As part of the audit process, SAP customers develop a number of custom reports for the HR module to look for things like missing infotypes or specific items.
Let’s look at some tax calculations – especially if you’re a company that has many, many tax jurisdictions. In the US, for example, if you’re a company in Pennsylvania or Ohio where employees move between areas and there are many locals. In these cases, you may not have the configuration set up for the right employer identification numbers. The employee can still enter that tax jurisdiction based on where they’re located, but when you’re running payroll, you’ll error out because the underlying configuration is missing for that tax jurisdication. So it’s great to have audit reports to identify situations where there are tax jurisdictions coming in from CATS (cross‑application timesheets) or in the employee infotypes that are not set in configuration. This gives you some ability to catch that on the front end.

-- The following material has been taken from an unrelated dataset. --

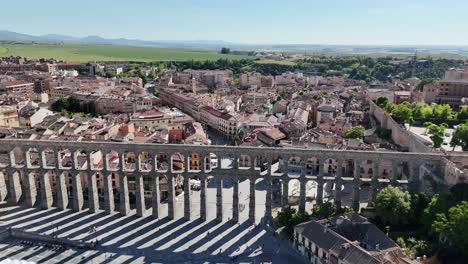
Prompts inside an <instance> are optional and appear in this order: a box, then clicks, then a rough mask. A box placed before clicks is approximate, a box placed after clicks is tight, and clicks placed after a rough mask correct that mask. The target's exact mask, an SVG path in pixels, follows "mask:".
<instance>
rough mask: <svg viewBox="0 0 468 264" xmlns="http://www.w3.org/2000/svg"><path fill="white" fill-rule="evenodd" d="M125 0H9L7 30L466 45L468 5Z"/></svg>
mask: <svg viewBox="0 0 468 264" xmlns="http://www.w3.org/2000/svg"><path fill="white" fill-rule="evenodd" d="M407 2H408V1H405V0H394V1H392V2H391V3H381V2H380V1H379V2H377V3H376V1H371V0H356V1H344V0H329V1H327V2H326V3H324V2H322V1H315V0H292V1H288V2H285V1H279V0H270V1H265V0H258V1H246V0H239V1H235V2H232V1H220V0H218V1H215V0H188V1H183V0H172V1H150V0H141V1H138V2H129V1H123V0H114V1H111V0H101V1H91V0H83V1H80V3H79V5H78V4H76V5H74V4H73V3H68V4H67V5H64V4H63V2H62V1H57V0H44V1H32V2H29V3H28V4H27V6H25V5H24V3H23V2H22V1H7V2H5V3H2V9H3V12H2V13H3V14H2V16H1V17H0V24H1V25H2V27H3V28H4V29H5V30H10V31H15V32H20V33H24V34H31V35H46V34H61V35H70V36H77V37H85V36H90V35H91V36H100V37H103V38H128V39H142V40H159V41H190V40H212V41H226V42H231V43H240V44H249V45H265V44H267V45H272V44H274V45H290V44H294V45H297V44H307V45H365V46H366V45H367V46H368V45H378V46H380V45H385V46H414V45H417V46H420V45H426V46H434V45H436V46H466V45H468V37H467V36H466V35H464V34H463V32H464V31H465V30H466V29H465V26H466V25H468V17H467V16H466V15H465V12H464V10H468V2H460V1H456V0H447V1H444V2H441V1H436V0H414V1H411V3H407Z"/></svg>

Then there are work location errors, where an employee – either via infotypes or from data coming in from the cross‑application timesheets or attendances – has a different work location than normal. Without the right setup, you’ll get an error when processing through payroll because configuration is not setup. We want to try to eliminate that, because depending on how your support structure is built, it might be a while before the configuration can be put in place to fix that employee record so you can continue on with your payroll activities.
This is one error I especially like to find long before doing an audit report. At the infotype level or time entry level, when work location is entered we have a user exit built to check the configuration tables and validate that “Yes, Illinois is a state that we’re set up or generate a message that says Illinois is not a state that we’re set up.”
There’s a couple different ways to approach that: If an employee is entering time and they select a tax jurisdiction that is not set up, you can give them a hard error. But you can also give them a warning. And while there are pros and cons to both, I like to set up the warning.
It gives the employee an opportunity to report the warning message to the payroll department and typically provides enough time to add the configuration before running payroll. Also, it can ensure more accurate reporting. Erroring the employee out during time entry or infotypes, the employee is more likely to use shortcuts (“Well, I’ll just use something else to get by…”) and then you don’t get proper tax reporting.
And these are all user exits. Infotypes like Infotype 207, 208, 209, and 210 can all be set up with user exits to validate that your configuration actually has these tax jurisdictions as available options.
User exits also give you some flexibility, compared to removing all non-applicable jurisdictions from the dropdowns. If you clear all configuration not used as of today, you may have an issue in the future of having to setup the tax jurisdiction from scratch. User exits are dynamic, so with this approach, you can move into new tax jurisdictions as long as you do the configuration and there’s no change to user exits.
Consier both audit reports and user exits when determine how best to reduce the number of issues you experience during your payroll processes.